Dans l’univers chrétien en France de nombreux petits  groupes se réunissent régulièrement. Les objectifs sont divers et les manières différentes, mais c’est à chaque fois une façon de faire église.Voici l’exemple, à Nevers, d’une communauté de réflexion et de partage dans la mouvance des groupes FOI.

Qu’est-ce qu’un groupe FOI ?

FOI (Fraternité Œcuménique Internationale) ou Net for God est un réseau international initié par la Communauté du Chemin Neuf et inspiré par la vision de l’abbé Paul Couturier. L’appellation Net For God s’inspire de l’image du filet du pêcheur dans l’Evangile de Luc au chapitre 5. Travailler à la paix et l’unité entre les Eglises et les cultures est l’objectif principal de ce réseau.

“Que tous soient un… afin que le monde croie que tu m’as envoyé.” (Jean 17, 21)

Le réseau a été lancé en 2000, à l’occasion des Journées Mondiales de la Jeunesse à Rome, pour proposer aux jeunes de prier et s’engager pour la paix et l’unité. Lors du Festival International, un jeune homme du Burundi a posé cette question : «Ici, il nous est possible d’être ensemble entre Tutsis et Hutus, parce que nous pouvons prier et partager ensemble dans un esprit de paix et de réconciliation. Comment continuer ainsi quand nous rentrerons chez nous ? » En réponse à cette question, la Communauté du Chemin Neuf  produit un premier film, comme un outil pour susciter unité et fraternité.

Ainsi chaque mois, un film de 30 minutes est envoyé à sept cent groupes FOI, dont celui de NEVERS, qui se rassemblent dans soixante-cinq pays en un réseau de formation, de prière et de partage.

Quel a été le développement du groupe  de Nevers au fil des années et comment fonctionne t-il actuellement ?

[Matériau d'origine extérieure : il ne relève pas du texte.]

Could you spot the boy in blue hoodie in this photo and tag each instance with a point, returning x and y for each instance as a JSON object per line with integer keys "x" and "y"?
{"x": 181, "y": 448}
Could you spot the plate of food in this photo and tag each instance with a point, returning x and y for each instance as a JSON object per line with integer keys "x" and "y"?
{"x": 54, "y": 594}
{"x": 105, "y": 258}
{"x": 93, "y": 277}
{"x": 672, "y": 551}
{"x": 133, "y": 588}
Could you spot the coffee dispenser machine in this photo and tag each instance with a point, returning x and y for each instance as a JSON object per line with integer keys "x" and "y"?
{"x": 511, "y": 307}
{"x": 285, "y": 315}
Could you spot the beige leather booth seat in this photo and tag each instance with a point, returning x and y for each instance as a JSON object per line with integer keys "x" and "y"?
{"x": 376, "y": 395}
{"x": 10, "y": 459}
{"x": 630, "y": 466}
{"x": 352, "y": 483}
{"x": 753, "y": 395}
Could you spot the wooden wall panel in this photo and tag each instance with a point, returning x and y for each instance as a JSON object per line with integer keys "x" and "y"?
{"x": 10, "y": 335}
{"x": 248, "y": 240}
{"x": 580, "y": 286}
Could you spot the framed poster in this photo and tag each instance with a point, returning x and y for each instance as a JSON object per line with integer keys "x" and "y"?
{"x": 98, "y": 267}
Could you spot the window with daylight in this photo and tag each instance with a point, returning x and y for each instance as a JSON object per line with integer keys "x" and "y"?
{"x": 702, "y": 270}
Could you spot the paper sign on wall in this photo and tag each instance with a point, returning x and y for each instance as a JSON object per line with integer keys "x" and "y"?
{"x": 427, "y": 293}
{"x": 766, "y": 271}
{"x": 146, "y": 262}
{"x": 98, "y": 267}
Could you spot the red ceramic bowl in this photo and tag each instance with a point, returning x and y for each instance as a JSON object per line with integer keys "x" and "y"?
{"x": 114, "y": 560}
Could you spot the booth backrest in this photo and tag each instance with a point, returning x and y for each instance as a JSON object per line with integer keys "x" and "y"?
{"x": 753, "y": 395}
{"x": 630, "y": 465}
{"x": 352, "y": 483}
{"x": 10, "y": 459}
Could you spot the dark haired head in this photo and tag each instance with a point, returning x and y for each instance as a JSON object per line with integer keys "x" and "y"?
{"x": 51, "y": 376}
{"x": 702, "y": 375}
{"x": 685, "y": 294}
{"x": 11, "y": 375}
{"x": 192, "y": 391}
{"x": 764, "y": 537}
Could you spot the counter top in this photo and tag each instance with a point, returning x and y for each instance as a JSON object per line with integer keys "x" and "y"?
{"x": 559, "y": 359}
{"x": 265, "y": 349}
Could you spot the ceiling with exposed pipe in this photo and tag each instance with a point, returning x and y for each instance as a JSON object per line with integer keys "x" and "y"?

A Nevers, depuis son début, la soirée FOI regroupe chaque mois entre 10 et 20 personnes, selon les disponibilités de chacun. En phase avec la vocation œcuménique qui caractérise la Communauté du Chemin Neuf, l’origine ecclésiale des participants est diverse ; la rencontre mensuelle regroupe ainsi des catholiques, protestants réformés, évangéliques, voire des personnes en recherche dont quelques adolescents accompagnant leurs parents. Au fil des années il est à remarquer la permanence de participation de la plupart, ce qui laisse supposer que FOI est dune proposition en phase avec des attentes fortement ressenties et orientées vers l’enseignement et la relation fraternelle.

 

Quels sont les contenus de ces rencontres (par exemple la dernière année…) : vidéos et questions posées

Depuis le début de l’année 2018 quatre enseignements (films) ont été proposés ;

  • un premier nous fait pénétrer dans le vécu, par un couple, d’une passion, celle du théâtre comme un lieu de rencontre et de partage avec la pauvreté et la fragilité.
  • Dans un second, deux théologiens catholiques, Mary Healy et Etienne Vetö, nous permettent de mieux comprendre les dimensions biblique, théologique et spirituelle de la délivrance et donnent des clés pour entrer dans cette liberté pleine et entière que le Seigneur veut nous donner.
  • Le thème du troisième porte sur le témoignage Martin Luther King ; En quoi, 50 ans après sa mort, est-il plus que jamais un prophète pour notre temps, une figure inspirante partout à travers le monde ?
  • Le quatrième film nous partage l’engagement d’une association « Le triomphe du cœur » qui depuis plus de 25 ans, a envoyé 2400 camions d’aide humanitaire dans les pays de l’ex-Union Soviétique et soutient quotidiennement des enfants, des personnes âgées et pauvres dans ces pays.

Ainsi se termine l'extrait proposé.